Open up the program to a friendly and trusted audience beyond current employees: such as including recent retirees, certain company alumni and employees’ spouses, advises John Sullivan, a professor of management at San Francisco State University’s College of Business and CEO of HR consultancy Dr. John Sullivan & Associates in Pacifica, Calif.

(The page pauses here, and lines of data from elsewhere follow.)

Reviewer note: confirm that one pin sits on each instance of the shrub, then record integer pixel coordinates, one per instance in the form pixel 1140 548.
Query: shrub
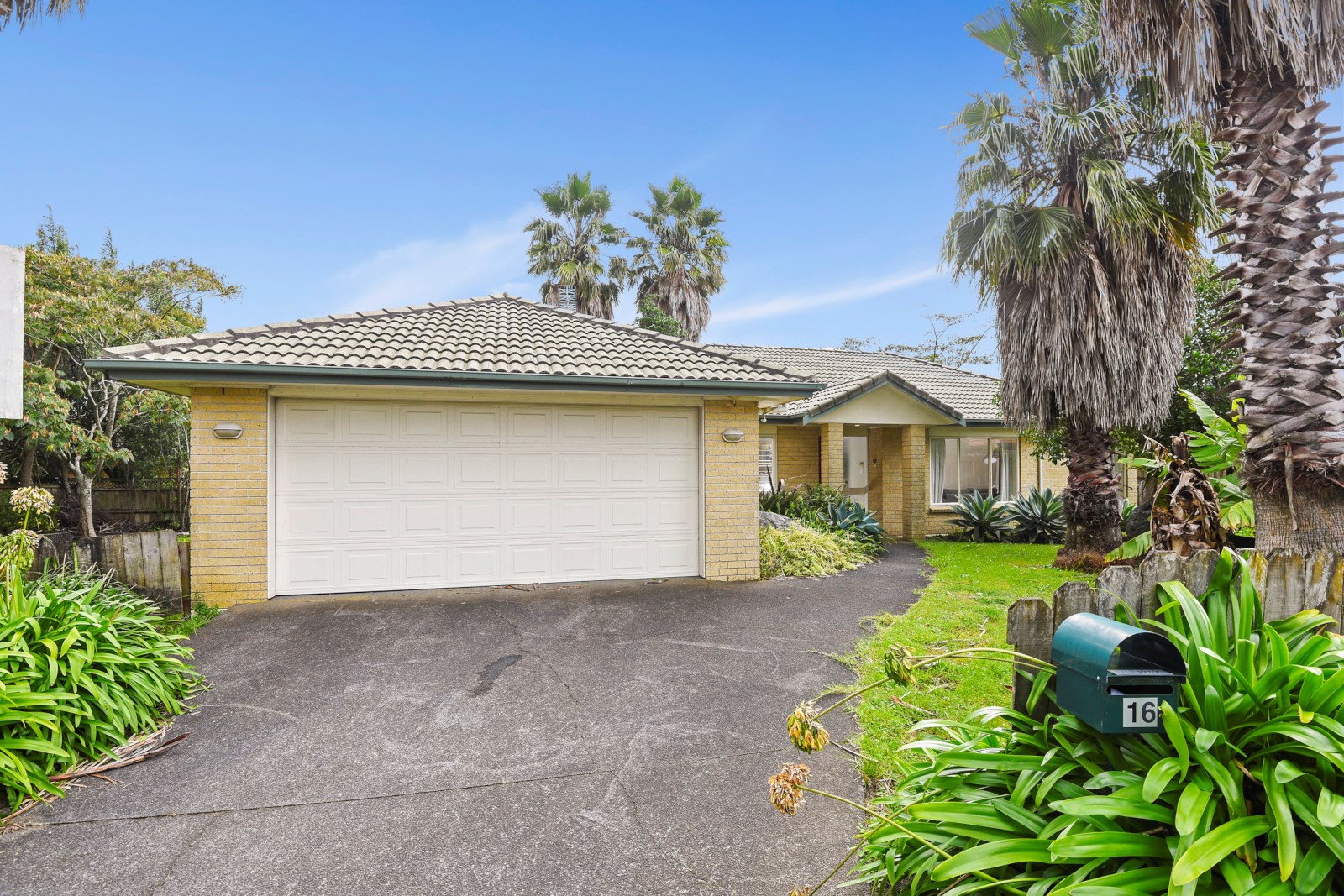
pixel 803 551
pixel 82 668
pixel 850 516
pixel 1241 793
pixel 981 519
pixel 1038 517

Help scouts dodge the “Homer Simpsons.” Once employees accept the talent scout role, convince them to help the team by only turning turn in quality referrals—not weak ones. Share your own best practices for identifying top-most prospects, specific guidelines and required qualifications, plus a set of what Sullivan calls “authentic, compelling stories” about your organization, its industry accomplishments, employee successes, working environment, benefits and more.

Ditch the ‘Post-and-Pray’

Add a “most-wanted” element. A most-wanted list of candidates is a strategic approach that is borrowed directly from the sales function. Taken one step further, assigned referrals can improve your chances of landing sought-after recruits—scouts can then build a relationship with them and turn it into a referral. The big plus: This strategy, Sullivan says, confidently delivers you up and out of the traditional “post-and-pray” hiring approach.

Plan simple, but meaningful reward and recognition. Cash awards, a bonus, a contribution to the charity of choice, getaways or paid time off are all options that recognize the talent scout’s special efforts. Work to tailor the reward for maximum effect. Examples: At pharmaceutical giant AstraZeneca, for each candidate who is hired from a referral, the referring employee receives a $2,000 award. At St. Joseph Hospital in Orange, Calif., however, exotic locales helped the HR team successfully fill 80 hard-to-fill positions in 80 days with incentives of a trip to Tahiti for the top referrer and trips to Hawaii for four, second-tier referrers.